Parsons Xtreme Golf
- Type: Private
- Industry: Sports equipment
- Founded: 2014; 12 years ago
- Founder: Bob Parsons
- Headquarters: Scottsdale, Arizona, USA
- Area served: Worldwide
- Products: Golf clubs
- Website: pxg.com

= Parsons Xtreme Golf =

Sports equipment company

Parsons Xtreme Golf (abbreviated PXG) is an American sports equipment manufacturing company that designs, markets, and sells a line of custom fitted golf equipment products and accessories, mainly clubs. The company is based in Scottsdale, Arizona and was established in 2014 by Bob Parsons, founder of web hosting service GoDaddy.

== History ==
Parsons Xtreme Golf was founded in 2014 by Bob Parsons, an American entrepreneur, billionaire, and philanthropist. He is an avid golfer who made his money in the technology industry and now invests in ventures that support his passions. Unsatisfied with many golf clubs on the market, he decided to launch his own golf equipment company. Parsons claims to have spent $350,000 annually searching for the right equipment. He stated that he decided to enter the golf club manufacturing business in an attempt to build a better golf club.

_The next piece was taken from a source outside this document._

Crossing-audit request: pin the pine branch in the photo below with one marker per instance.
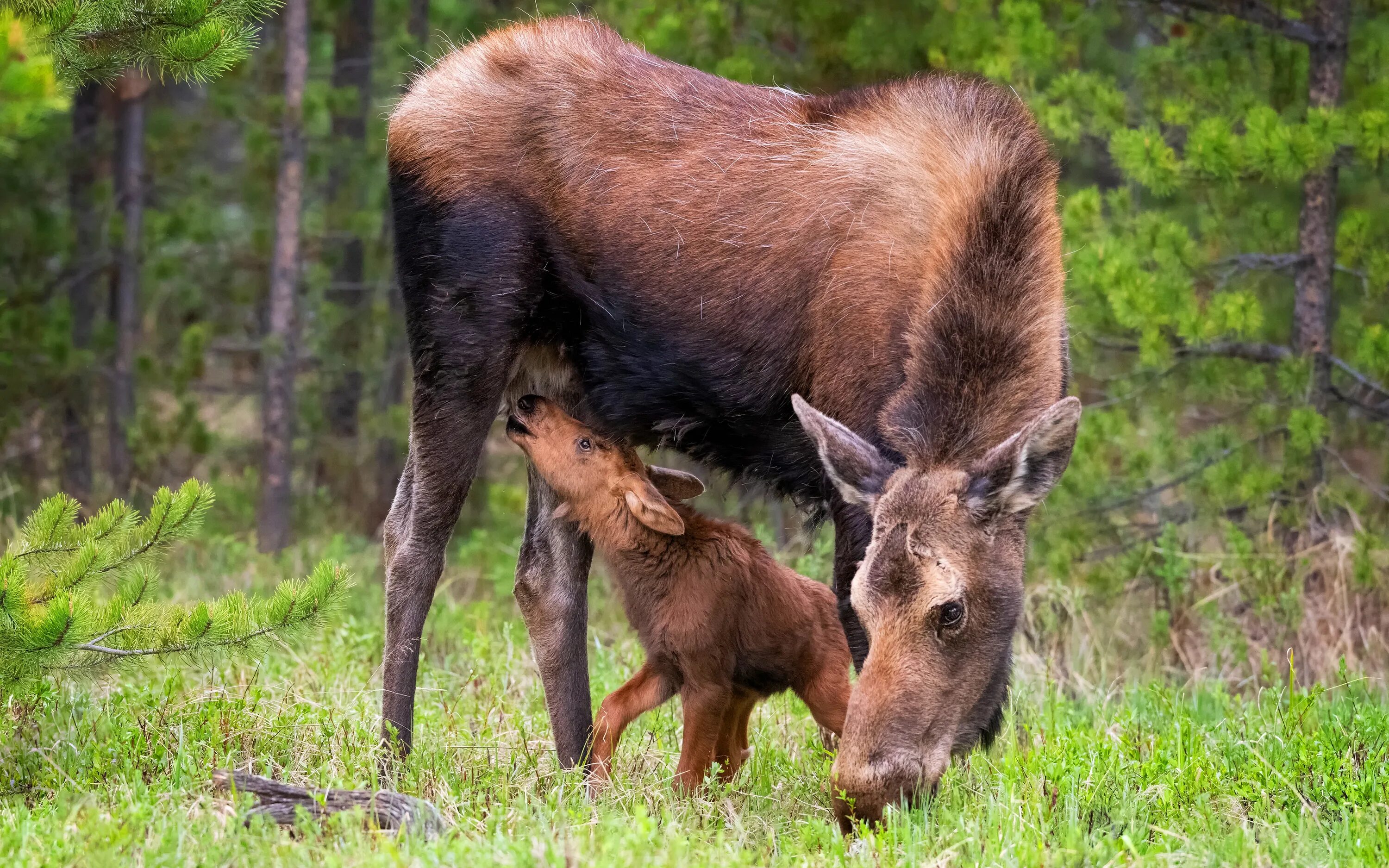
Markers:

The company hired Mike Nicolette, a PGA Tour professional in the 1970s and '80s, who served as senior product designer for PING prior to joining PXG. PXG also hired Brad Schweigert, formerly PING's director of engineering, to assume the role of Chief Product Officer. Given no time or budget constraints, Schweigert and Nicolette worked on designing the first iteration of what would become the PXG 0311 forged iron.

According to Parsons, PXG's breakthrough came when its engineers identified the material to fill the hollow-bodied club head. A thermoplastic elastomer was injection molded into the club's hidden cavity adding cushioning to the club's thin face, improving performance and feel.

In January 2015, Ryan Moore announced that he would be using a set of PXG prototype irons and wedges in the PGA Tour that year.

Currently, the company offers a full line of equipment including drivers, woods, hybrids, wedges, irons, and putters. As of December 2016, the company had grown to seventy employees.

== Products ==
Parsons is a former United States Marine who served in Vietnam War. PXG's club numbering convention (0211, 0311, 0317, 0341, and 0811) is inspired by the United States military occupational code, as a tribute to the Marine Corps. PXG sells its products through its Scottsdale headquarters, club-fitters, golf and country clubs, and other international distributors.

== Sponsorships ==
PXG has maintained sponsorship deals with professional golfers who play on the PGA and LPGA tours. PXG's professional staff includes Jake Knapp, Christiaan Bezuidenhout, Zach Johnson, Eric Cole, Luke List, David Lipsky, Joel Dahmen and LPGA players Christina Kim, Lydia Ko and Céline Boutier.